Debora Kodish

produced and co-directed Elaine and Susan Say Goodnight to Mishegas and Eatala: A Life in Klezmer, the latest documentaries from the Philadelphia Folklore Project to focus on ground-breaking women whose arts and lives opened doors for others. Other films include Plenty of Good Women Dancers: African American Women Hoofers from Philadelphia, I Choose To Stay Here, about a community group fighting eminent domain abuse and the takings of their homes, and Look Forward And Carry On The Past, about the cultural traditions of Philadelphia’s Chinatown, Philadelphia’s last remaining community of color in the central city. Kodish is the founding director of the Philadelphia Folklore Project.

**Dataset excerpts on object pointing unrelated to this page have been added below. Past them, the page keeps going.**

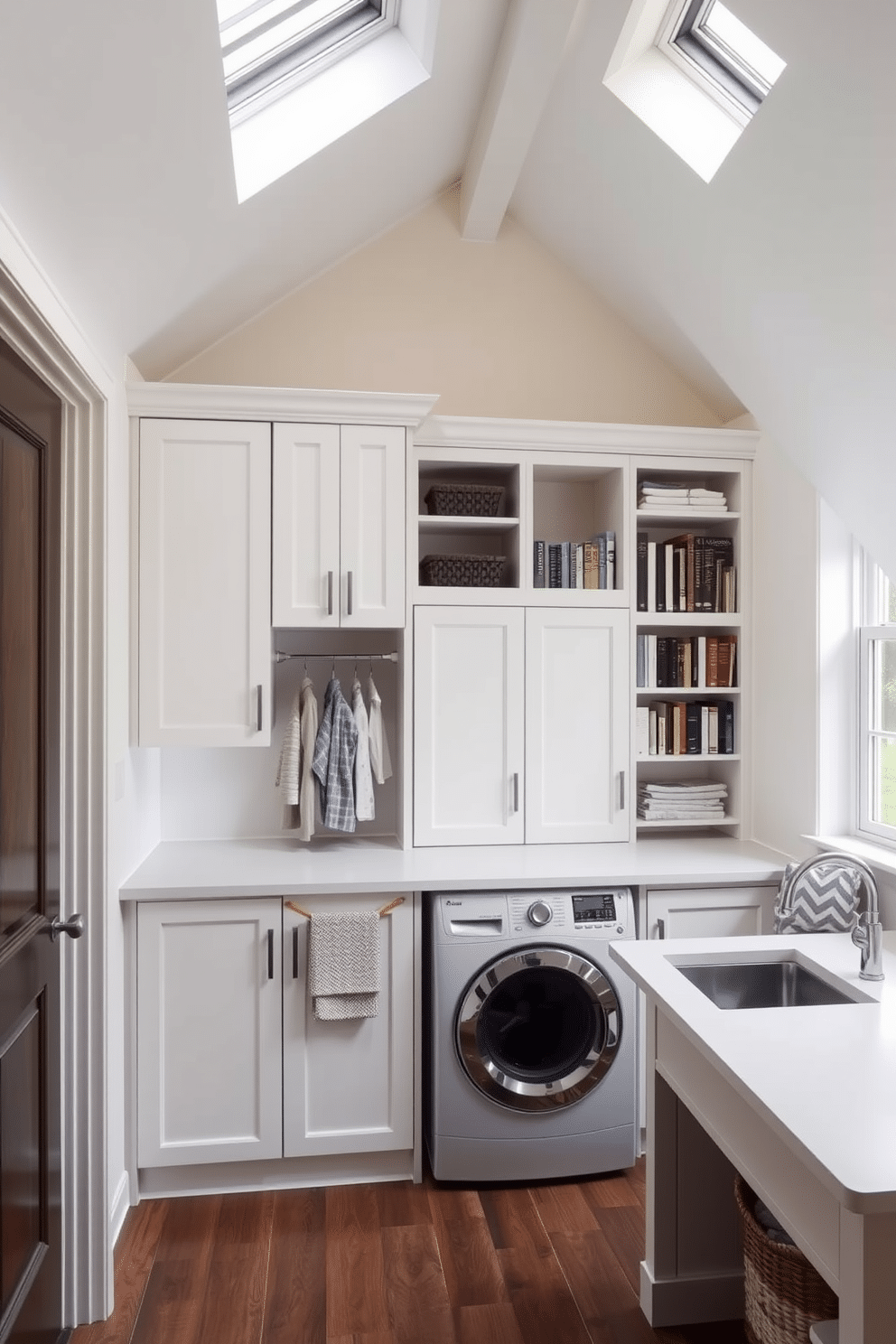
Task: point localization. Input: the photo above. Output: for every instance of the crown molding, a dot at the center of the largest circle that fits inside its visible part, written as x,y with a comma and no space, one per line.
210,401
583,435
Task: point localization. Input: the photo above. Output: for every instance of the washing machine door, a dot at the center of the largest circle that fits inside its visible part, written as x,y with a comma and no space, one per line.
537,1029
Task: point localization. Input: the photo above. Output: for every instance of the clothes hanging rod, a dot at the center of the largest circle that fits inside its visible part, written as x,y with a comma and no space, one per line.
338,658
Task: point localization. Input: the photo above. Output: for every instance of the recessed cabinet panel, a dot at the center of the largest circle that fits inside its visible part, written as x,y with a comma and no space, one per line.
468,716
372,526
204,583
209,1010
306,526
576,726
348,1085
339,526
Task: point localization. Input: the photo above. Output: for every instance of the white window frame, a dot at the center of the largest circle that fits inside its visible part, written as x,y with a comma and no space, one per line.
717,70
277,71
872,606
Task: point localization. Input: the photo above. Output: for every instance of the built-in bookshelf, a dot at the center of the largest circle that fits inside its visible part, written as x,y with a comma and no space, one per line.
688,644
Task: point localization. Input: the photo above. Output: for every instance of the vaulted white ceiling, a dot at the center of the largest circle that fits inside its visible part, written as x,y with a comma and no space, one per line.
769,288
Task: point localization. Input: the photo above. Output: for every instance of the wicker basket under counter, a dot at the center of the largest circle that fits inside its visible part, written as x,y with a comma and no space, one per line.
783,1293
461,570
454,499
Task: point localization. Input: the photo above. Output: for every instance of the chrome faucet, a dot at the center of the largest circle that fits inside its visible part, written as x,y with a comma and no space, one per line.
868,931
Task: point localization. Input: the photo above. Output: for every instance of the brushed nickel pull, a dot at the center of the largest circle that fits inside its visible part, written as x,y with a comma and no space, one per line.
74,926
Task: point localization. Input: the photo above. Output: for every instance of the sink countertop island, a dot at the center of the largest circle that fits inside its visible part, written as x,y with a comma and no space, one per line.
802,1101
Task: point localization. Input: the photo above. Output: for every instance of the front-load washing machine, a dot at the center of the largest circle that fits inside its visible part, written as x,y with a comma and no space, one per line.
531,1032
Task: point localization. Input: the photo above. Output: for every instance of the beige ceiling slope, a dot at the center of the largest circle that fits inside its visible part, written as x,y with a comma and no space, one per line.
532,44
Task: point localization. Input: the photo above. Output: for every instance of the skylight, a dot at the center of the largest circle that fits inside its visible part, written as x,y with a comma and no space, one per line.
269,46
722,52
695,74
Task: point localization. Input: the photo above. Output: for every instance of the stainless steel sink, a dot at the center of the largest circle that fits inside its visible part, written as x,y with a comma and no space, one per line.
762,984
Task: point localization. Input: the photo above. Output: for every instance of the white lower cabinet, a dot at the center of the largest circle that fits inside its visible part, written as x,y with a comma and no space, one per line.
710,911
209,1031
520,724
348,1085
231,1062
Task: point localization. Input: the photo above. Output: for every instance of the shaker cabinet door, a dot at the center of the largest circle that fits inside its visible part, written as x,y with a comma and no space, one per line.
468,724
209,1031
576,724
204,583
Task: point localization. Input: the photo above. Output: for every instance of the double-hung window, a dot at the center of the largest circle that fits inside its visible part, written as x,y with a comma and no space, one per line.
877,705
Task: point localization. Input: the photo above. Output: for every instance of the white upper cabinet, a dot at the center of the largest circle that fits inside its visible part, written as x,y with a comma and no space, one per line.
576,718
520,724
468,726
204,583
339,526
210,1031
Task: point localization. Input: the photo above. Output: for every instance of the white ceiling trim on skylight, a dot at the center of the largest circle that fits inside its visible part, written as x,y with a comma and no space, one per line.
680,98
275,132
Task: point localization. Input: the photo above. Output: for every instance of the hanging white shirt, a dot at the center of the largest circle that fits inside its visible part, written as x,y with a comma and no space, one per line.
380,761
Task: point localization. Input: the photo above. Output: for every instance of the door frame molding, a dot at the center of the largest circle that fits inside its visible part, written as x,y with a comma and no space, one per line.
38,327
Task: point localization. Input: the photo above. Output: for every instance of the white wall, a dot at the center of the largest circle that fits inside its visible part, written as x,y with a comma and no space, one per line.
785,664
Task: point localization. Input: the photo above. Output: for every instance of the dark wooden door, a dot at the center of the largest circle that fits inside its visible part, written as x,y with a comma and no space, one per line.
30,1078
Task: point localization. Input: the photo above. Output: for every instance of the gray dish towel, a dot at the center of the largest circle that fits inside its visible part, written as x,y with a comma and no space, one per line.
344,964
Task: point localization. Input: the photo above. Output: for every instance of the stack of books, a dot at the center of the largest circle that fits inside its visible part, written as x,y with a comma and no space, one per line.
688,573
581,565
673,498
692,727
705,800
692,661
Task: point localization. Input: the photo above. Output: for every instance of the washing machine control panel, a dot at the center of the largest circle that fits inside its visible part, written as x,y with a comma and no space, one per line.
594,909
602,913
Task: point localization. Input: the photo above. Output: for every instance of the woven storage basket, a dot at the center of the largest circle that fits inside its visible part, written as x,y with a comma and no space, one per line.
461,570
465,500
783,1294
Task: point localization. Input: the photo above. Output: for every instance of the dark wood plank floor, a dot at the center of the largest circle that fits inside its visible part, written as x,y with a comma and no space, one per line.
393,1264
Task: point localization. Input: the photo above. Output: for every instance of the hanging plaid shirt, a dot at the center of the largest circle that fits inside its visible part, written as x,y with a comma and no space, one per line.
333,761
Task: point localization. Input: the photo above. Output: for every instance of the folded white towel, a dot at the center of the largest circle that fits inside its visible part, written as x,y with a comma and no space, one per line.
344,964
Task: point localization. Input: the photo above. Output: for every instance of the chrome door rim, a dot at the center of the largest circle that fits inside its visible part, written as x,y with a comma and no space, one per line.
492,1077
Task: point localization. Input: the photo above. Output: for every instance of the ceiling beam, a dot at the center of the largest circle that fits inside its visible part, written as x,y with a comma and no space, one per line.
532,44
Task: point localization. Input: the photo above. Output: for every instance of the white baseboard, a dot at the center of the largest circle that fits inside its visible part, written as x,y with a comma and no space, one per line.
120,1206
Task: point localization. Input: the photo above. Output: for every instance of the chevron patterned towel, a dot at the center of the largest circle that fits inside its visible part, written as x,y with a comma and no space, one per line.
344,964
824,900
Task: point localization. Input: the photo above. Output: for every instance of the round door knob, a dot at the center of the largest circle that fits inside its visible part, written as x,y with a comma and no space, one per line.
74,926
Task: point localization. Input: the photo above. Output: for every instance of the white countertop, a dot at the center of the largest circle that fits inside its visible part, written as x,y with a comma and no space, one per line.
284,867
824,1078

She has developed the agency’s focus on public interest folklore, and projects that invest in sustaining the folk arts and cultures of Philadelphia communities. Her work has resulted in numerous exhibitions, public programs and publications, as well as opportunities (and more than 3.2 million dollars in funding) for local folk artists and grassroots cultural organizations. Under her leadership, the PFP has worked to document and support projects dealing with diverse vernacular art forms of particular local significance including folk arts of social change, African American social dance, Cambodian folk opera, a variety of women’s folk and traditional arts (for example, African American rhythm tap dance, Yiddish klezmer), and a wide range of immigrant and refugee arts. Before beginning the PFP, Kodish taught folklore in universities and conducted folklife research in a range of settings. She worked in some of the country’s early public folklife programs, doing field research in Oregon and Maine for exhibitions and publications in the 1970s. She received her Ph.D. in Folklore from the University of Texas in 1981. Her recent publications deal with the theory and practice of public interest folklore.

Director’s statement: "Eatala" creates a portrait of an amazing woman. It is the first film on klezmer to focus on both a woman and on what klezmer means as part of a family’s folklore. It offers an alternative history for klezmer, so often described in terms of the revival (on which Elaine had an impact). During the decades when assimilating Jews turned away from klezmer music, and when Jewish bands refused to hire Elaine (no matter how excellent her musicianship) because she was a woman, she simply refused to be silenced. That her children and grandchildren found their own way to love this music is a testimony to Elaine’s spirit and to the power of this music. We feel privileged to have worked with Elaine Watts and her family in creating “Eatala.”